Olivier Rouyer

Ex-Profifußballer, französischer Nationalspieler,

*01.12.1955

„Wenn ein Spieler seine Homosexualität erklären würde, würde er von der gesamten Fußballwelt unterstützt werden"

Olivier Rouyer ist ein ehemaliger französischer Profifußballspieler und -trainer, der am 1. Dezember 1955 in Nancy, Frankreich, geboren wurde. Während seiner aktiven Laufbahn spielte er sieben Jahre lang für den französischen Erstligisten AS Nancy und später für Racing Strasbourg in der Division 1 sowie für Olympique Lyon in der Division 2. Er bestritt insgesamt 287 Erstligaspiele und erzielte 84 Tore. Rouyer spielte auch 17 Mal für die französische Nationalmannschaft und nahm an der Fußball-Weltmeisterschaft 1978 in Argentinien teil.

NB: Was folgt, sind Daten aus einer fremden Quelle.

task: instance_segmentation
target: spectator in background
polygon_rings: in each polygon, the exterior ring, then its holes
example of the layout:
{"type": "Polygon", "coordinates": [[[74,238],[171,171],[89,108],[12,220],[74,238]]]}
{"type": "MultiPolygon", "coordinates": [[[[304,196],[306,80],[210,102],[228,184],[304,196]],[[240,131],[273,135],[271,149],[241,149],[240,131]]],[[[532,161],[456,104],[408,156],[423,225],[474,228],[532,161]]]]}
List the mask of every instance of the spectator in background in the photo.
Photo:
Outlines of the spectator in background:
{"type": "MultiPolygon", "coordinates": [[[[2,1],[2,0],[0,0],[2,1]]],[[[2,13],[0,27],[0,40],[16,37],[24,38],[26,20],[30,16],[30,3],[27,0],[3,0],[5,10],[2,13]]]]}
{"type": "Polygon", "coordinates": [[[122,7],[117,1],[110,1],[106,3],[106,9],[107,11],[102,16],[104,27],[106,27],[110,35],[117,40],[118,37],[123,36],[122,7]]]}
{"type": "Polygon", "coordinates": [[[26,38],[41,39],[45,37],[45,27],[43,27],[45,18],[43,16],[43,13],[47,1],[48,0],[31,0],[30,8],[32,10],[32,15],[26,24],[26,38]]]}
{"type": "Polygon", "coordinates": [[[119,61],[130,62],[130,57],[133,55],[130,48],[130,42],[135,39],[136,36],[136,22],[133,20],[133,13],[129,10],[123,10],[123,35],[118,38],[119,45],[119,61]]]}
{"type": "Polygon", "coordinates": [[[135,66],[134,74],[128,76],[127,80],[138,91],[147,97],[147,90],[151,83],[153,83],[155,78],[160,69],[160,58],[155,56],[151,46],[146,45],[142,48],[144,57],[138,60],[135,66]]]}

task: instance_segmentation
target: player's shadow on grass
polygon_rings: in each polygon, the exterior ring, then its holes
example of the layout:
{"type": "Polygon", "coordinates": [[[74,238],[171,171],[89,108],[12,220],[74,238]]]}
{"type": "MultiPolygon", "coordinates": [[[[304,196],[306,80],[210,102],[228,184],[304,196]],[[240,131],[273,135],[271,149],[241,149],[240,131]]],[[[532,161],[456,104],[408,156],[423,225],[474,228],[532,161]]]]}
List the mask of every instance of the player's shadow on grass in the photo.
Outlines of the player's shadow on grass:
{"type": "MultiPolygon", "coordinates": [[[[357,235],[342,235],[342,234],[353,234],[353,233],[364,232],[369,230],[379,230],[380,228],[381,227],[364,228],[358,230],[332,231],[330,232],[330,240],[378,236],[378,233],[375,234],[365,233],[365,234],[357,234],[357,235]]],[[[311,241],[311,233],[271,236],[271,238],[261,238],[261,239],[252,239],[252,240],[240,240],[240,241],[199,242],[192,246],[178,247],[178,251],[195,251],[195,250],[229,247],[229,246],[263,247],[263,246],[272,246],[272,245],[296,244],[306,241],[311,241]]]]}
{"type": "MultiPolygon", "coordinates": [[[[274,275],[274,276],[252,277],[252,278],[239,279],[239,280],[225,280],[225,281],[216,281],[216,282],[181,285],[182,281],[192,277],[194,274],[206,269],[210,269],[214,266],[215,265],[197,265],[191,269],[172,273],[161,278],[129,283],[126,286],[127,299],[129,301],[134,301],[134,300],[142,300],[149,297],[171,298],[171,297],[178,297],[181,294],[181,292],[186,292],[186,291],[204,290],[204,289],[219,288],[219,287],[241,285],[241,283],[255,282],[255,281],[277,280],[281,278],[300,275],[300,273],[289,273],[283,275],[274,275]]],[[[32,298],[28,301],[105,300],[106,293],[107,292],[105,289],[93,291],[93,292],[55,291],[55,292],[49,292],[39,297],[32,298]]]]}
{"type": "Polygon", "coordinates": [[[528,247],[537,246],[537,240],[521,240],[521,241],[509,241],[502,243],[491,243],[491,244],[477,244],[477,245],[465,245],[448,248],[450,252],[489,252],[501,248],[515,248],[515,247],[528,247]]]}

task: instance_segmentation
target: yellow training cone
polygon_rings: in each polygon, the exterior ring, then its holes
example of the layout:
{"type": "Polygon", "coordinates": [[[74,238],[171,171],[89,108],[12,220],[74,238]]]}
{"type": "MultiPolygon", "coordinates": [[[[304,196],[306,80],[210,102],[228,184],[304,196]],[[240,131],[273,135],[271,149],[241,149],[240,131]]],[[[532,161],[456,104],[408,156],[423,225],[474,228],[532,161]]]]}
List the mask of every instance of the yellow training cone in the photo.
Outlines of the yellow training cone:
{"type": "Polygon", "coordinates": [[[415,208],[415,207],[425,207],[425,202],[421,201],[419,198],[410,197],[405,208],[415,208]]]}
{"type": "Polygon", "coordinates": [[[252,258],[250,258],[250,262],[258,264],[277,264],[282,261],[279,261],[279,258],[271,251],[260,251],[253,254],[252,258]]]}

Nach seiner Spielerkarriere war er als Trainer tätig und betreute unter anderem die AS Nancy von 1991 bis 1994.

Ein wichtiger Aspekt von Olivier Rouyers Leben ist sein öffentliches Coming-out als schwuler Profifußballspieler. Er outete sich im Jahr 2008 und wurde damit der erste französische Fußballer, der sich öffentlich zu seiner Homosexualität bekannte. Dieser Schritt war bahnbrechend, da Homosexualität im Fußball lange Zeit ein tabuisiertes Thema war. Rouyer setzte sich auch nach seinem Coming-out weiterhin für die Akzeptanz von LGBTQ+ Personen im Fußball ein und sprach sich gegen Homophobie aus.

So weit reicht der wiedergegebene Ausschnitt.